Most data available about Aduhelm comes from two nearly identical Phase 3 clinical trials that Biogen conducted before applying for F.D.A. approval of the drug. Both trials were shut down in 2019 because an independent monitoring committee concluded that the drug did not appear to be helping patients. A later analysis by Biogen found that participants receiving the highest dose of the drug in one trial experienced a very slight slowing of cognitive decline, but participants in the other trial did not benefit at all.

Safety data from those trials was published Monday in the journal JAMA Neurology in a study whose authors included eight Biogen employees.

The data showed that 425 of 1,029 patients, or 41 percent, who received the high dose of the drug — the dose that the F.D.A. later approved — experienced either brain swelling or bleeding. Sixty-four patients had to stop participating in the trials because of swelling or bleeding.

Most of the affected patients, 362, experienced swelling, and 94 of those reported symptoms, according to the study, which also said that most cases of brain swelling resolved within 16 weeks. In a statement, Biogen noted that most swelling emerged early in the treatment period, either while patients were being ramped up to the high dose or shortly after they reached that dose.

The study, which reported on the same safety data Biogen presented to the F.D.A. during the drug review process, said thatsymptoms like headaches, confusion, dizziness or nausea occurred in 103 patients receiving the dose that was later approved. Less frequent symptoms included fatigue, visual impairment, blurred vision and gait disturbance.

Biogen said that M.R.I.s showed that swelling or bleeding was mild or moderate in most patients with those side effects. Still, the study reported that scans showed severe effects in 12 percent of patients with swelling, 12 percent of patients with microbleeds and 22 percent of patients with a type of slow brain bleeding.

The study said that people with moderate or severe swelling were taken off the drug until their episode resolved.
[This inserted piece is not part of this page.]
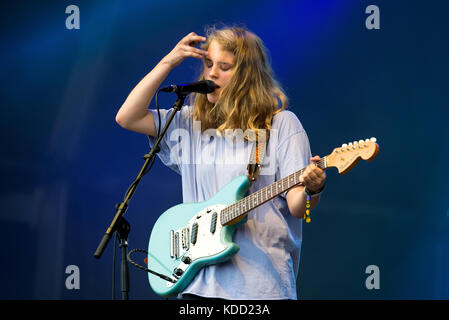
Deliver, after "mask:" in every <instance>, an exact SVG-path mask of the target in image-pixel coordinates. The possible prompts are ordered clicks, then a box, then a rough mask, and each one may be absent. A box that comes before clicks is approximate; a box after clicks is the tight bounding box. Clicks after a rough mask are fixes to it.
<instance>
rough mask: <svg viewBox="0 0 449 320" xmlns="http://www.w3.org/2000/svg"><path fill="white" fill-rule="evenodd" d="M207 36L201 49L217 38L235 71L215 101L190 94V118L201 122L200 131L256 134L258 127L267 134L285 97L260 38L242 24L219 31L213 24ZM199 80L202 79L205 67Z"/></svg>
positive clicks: (220, 30)
mask: <svg viewBox="0 0 449 320" xmlns="http://www.w3.org/2000/svg"><path fill="white" fill-rule="evenodd" d="M206 35H207V42H206V43H205V44H204V45H202V48H203V49H204V50H207V49H208V48H209V45H210V43H211V42H212V41H216V42H217V43H218V44H219V45H220V46H221V48H222V49H223V50H226V51H229V52H230V53H232V54H233V55H234V59H235V61H234V62H235V66H234V68H235V71H234V74H233V76H232V79H231V80H230V82H229V84H228V85H227V86H226V87H225V88H223V89H222V92H221V94H220V97H219V98H218V100H217V101H216V103H215V104H212V103H210V102H209V101H208V100H207V96H206V95H201V94H196V95H192V96H191V97H190V99H191V104H192V102H193V106H194V108H193V119H194V120H196V121H201V131H202V132H203V131H204V130H207V129H210V128H216V129H218V131H219V132H220V133H223V132H224V131H225V130H226V129H242V130H243V131H246V130H247V129H251V130H254V131H255V132H256V135H257V136H258V133H259V129H266V130H267V132H268V133H269V130H270V129H271V121H272V118H273V116H274V115H275V114H276V113H278V112H280V111H282V110H284V109H285V108H286V107H287V105H288V99H287V97H286V95H285V93H284V91H283V89H282V87H281V86H280V84H279V83H278V82H277V81H276V80H275V79H274V75H273V71H272V69H271V66H270V63H269V61H268V57H267V53H266V49H265V46H264V44H263V42H262V40H261V39H260V38H259V37H258V36H257V35H255V34H254V33H252V32H250V31H248V30H247V29H245V28H241V27H231V28H229V27H226V28H223V29H219V30H217V29H215V28H214V27H212V28H209V29H208V30H207V31H206ZM203 68H204V66H203ZM199 80H204V70H203V71H202V73H201V76H200V78H199ZM264 131H265V130H264Z"/></svg>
Those with mild swelling and no symptoms could stay on the drug, and the study said their swelling did not get worse.

There were no deaths as a result of brain swelling or bleeding in the two trials, the study said. In an earlier safety study, one participant died. The 75-year-old woman who died in September was participating in an extension trial of the drug, Biogen said.

More of the patients with brain swelling or bleeding were carriers of a gene mutation, APOE4, which also increases a person’s risk of developing Alzheimer’s disease. While patients in the trials appeared more likely to experience a slowing of decline if they carried the APOE4 mutation, the data suggests they also face greater safety risks from the drug.